[Lvas] M-27 and other

Fred Rayworth rayworth1969 at hotmail.com
Sat Jun 13 13:09:54 PDT 2009


All,

 

Here is another one where I missed something. I've observed M-27 many many times but concentrated on the dumbbell shape and not too many other details. I remember seeing individual stars within it, but never took note of them. If the night is good and you have decent aperture, you may see flaking at the edges of the nebula along with sevral stars. Maybe even the central star.

 

FRed


 


From: drivester at hotmail.com
To: lvas at lvlug.org
Date: Thu, 11 Jun 2009 16:26:10 +0000
Subject: [Lvas] M-27 and other



All,
 
I was going through my notes regarding M-27, and realized that I had done some pretty extensive work on this object. It was one of the objects in my first and only publication to date. 
 
In 1995 and 1996, I went through The Finest Deep-Sky Objects by James Mullaney and Wallace McCall, Sky Publishing Corporation, with three printings, 1966, 1972, and 1978. This was my first deep-sky reference book many years ago. 
 
I wanted to do extensive visual work and include a more precise and modern update of this excellent book. I ended up spending over 250 hours at the eyepiece and another 50 hours to summarize within a period of less than one year.
 
Tom English helped me to print this book at GWU and I sold over 100 copies, mostly locally. I have included a picture of my front cover. If you will notice it has a picture of M-27, showing a very round, almost bubble like appearance.

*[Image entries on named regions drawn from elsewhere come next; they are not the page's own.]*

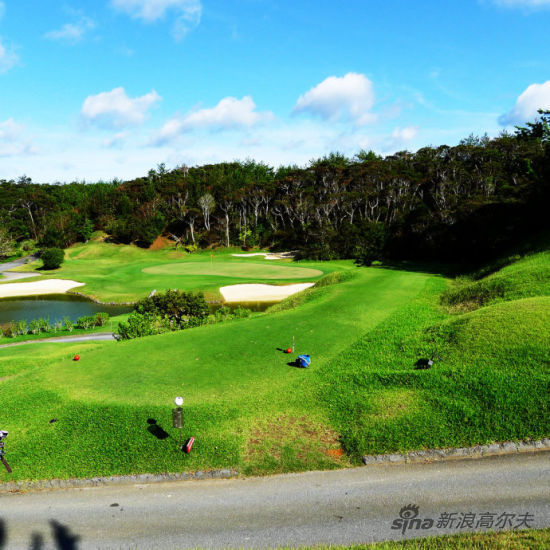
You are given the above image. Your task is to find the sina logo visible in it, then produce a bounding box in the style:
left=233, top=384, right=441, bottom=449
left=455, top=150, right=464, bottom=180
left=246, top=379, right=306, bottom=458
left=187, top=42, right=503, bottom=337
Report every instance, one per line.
left=391, top=504, right=434, bottom=534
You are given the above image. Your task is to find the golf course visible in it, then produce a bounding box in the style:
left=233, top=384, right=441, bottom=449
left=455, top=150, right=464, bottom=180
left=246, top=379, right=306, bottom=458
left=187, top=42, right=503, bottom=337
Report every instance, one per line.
left=0, top=241, right=550, bottom=480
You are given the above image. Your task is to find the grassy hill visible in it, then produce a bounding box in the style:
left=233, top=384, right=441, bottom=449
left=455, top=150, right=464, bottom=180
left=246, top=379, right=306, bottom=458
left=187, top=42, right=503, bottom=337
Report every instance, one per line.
left=441, top=246, right=550, bottom=309
left=12, top=242, right=334, bottom=303
left=0, top=245, right=550, bottom=480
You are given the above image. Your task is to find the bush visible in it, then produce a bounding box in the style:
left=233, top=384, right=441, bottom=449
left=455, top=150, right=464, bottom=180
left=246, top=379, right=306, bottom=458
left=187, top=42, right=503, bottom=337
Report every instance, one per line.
left=118, top=311, right=167, bottom=340
left=63, top=317, right=74, bottom=332
left=19, top=239, right=36, bottom=252
left=134, top=290, right=209, bottom=329
left=94, top=312, right=109, bottom=327
left=29, top=319, right=40, bottom=334
left=355, top=222, right=387, bottom=266
left=76, top=315, right=96, bottom=330
left=233, top=306, right=252, bottom=319
left=40, top=248, right=65, bottom=269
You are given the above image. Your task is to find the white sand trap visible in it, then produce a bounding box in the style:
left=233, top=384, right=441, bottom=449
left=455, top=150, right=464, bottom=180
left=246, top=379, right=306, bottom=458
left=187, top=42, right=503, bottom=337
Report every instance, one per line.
left=220, top=283, right=315, bottom=302
left=0, top=279, right=85, bottom=298
left=231, top=252, right=296, bottom=260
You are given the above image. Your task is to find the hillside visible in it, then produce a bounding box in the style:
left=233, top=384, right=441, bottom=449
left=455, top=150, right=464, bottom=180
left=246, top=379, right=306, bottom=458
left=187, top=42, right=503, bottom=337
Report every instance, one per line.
left=0, top=245, right=550, bottom=479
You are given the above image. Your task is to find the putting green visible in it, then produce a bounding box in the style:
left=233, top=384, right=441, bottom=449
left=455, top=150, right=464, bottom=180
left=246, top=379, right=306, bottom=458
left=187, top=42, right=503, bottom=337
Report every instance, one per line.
left=142, top=261, right=323, bottom=279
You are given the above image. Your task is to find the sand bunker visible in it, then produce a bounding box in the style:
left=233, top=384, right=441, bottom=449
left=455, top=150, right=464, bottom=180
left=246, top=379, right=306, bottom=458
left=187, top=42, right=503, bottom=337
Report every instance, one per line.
left=231, top=252, right=296, bottom=260
left=220, top=283, right=315, bottom=302
left=0, top=279, right=84, bottom=298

I used the orginal Mullaney/McCall cover picture on my publication along with some of my notes, etc.  
 
I am thinking about revising this book and self publishing again on a broader scale. 
 
The (+)1 was the Crab Nebula, as Jim Mullaney said that he should have included in their orginal publication in 1966.
 
Mullaney and McCall used the famous Allegheny Observatory, University of Pittsburgh, during their original survey, and the writing of the book.
 
Both astronomers used a variety of telescopes at this facility, but one of particular interest would be the very, very famous 30-inch refractor. Do a little Google research and find out about the stolen lens, and other interesting reading regarding this scope and observatory.